Recall that we have two ways we can compile Fortran programs that are defined across multiple source files. We just compiled the new tsunami simulator by listing all source files on a single line, and in a specific order. As you can imagine, this would be quite challenging if we had many source files to compile. That’s where the alternative approach of compiling files individually, and linking them all at the end, is a more sane approach. To compile files individually, use the -c compiler option, where “c” stands for compile only–do not link:
gfortran -c mod_diff.f90 ❶
gfortran -c tsunami.f90 ❷
gfortran *.o -o tsunami ❸❶ Compiles the module file and outputs mod_diff.o and mod_diff.mod
❷ Compiles the main program file and outputs tsunami.o
❸ Links all object files into the executable tsunami
Like before, here the module file needs to be compiled before the source file that uses it. For any nontrivial project, the dependency tree and the order of compilation are typically handled by a build system, such as Make or CMake. Example Makefiles for the tsunami simulator are provided in the GitHub repository, and I encourage you to take a look at how they work. In addition to the compiled object file (.o), building a module also outputs a compiled module file (.mod). The compiler uses these files for optimization. They’re not portable across compilers, and sometimes even across compiler versions.

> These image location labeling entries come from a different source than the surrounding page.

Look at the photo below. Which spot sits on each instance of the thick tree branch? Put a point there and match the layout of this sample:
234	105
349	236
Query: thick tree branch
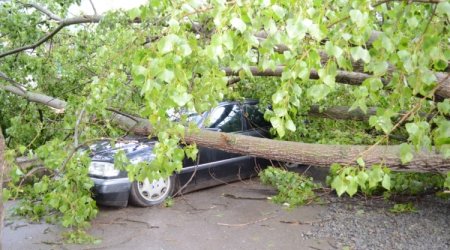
352	78
48	13
304	153
63	23
36	97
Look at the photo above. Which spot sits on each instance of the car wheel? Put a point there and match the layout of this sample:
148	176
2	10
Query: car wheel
146	193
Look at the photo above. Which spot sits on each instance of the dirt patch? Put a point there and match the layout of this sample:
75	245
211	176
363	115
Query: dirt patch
239	216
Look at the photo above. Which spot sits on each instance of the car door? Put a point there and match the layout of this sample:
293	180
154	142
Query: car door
222	166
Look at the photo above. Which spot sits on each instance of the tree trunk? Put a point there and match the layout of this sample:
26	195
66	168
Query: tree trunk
2	169
302	153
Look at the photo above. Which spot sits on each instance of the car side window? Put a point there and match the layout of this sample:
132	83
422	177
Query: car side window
254	117
227	118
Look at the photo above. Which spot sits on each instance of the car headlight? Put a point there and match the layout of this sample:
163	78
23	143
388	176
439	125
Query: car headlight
104	169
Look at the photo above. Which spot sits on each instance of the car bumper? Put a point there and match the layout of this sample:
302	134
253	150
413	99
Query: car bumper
112	192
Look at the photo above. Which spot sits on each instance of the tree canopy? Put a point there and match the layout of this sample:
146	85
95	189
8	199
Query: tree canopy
365	80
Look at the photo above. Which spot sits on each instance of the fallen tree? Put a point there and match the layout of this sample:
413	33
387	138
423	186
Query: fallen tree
128	69
303	153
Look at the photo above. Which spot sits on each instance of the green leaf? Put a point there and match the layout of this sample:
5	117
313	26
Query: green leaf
181	98
22	149
358	18
279	11
166	75
339	185
386	183
444	107
238	24
290	125
318	92
133	13
362	178
361	162
352	186
278	96
406	154
443	8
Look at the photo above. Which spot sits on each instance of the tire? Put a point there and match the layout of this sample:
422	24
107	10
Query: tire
146	194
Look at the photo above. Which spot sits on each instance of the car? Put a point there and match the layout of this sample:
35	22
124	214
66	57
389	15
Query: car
112	187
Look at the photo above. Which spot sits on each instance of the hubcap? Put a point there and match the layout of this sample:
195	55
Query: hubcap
154	191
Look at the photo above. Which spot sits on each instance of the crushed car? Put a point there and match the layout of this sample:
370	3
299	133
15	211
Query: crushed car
112	187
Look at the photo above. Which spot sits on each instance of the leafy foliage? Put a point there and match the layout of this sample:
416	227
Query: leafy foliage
380	179
293	189
172	59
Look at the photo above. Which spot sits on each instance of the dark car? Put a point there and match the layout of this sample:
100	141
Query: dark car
213	167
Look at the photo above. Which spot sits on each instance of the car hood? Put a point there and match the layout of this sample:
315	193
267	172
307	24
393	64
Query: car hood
105	150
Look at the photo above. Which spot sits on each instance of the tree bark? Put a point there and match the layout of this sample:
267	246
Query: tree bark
346	77
3	168
304	153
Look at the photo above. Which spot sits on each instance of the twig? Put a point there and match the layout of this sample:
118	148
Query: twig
232	196
93	7
141	222
75	134
403	119
245	224
51	242
44	10
297	222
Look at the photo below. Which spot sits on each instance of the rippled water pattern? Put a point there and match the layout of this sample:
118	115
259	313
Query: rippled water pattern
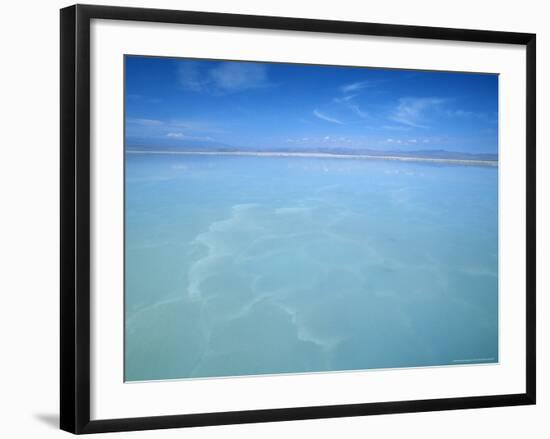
267	265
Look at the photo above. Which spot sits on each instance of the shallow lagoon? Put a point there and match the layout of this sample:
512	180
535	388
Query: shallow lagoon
263	265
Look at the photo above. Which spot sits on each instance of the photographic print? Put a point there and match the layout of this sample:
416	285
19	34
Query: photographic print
292	218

Exercise 2: Define the set_gaussian subroutine in a module
Like we did with the diff function and mod_diff module, let’s now define the set_gaussian subroutine in its own module. As this subroutine sets the initial conditions for the quantity that our simulator predicts, it’s appropriate to call this module mod_initial and place it in a file called mod_initial.f90. You’ve got all the ingredients for the solution. If implemented correctly, you’ll be able to import the set_ gaussian subroutine from mod_initial into the main program and use it there like we did before.
You can find the solution to this exercise in the “Answer key” section near the end of this chapter.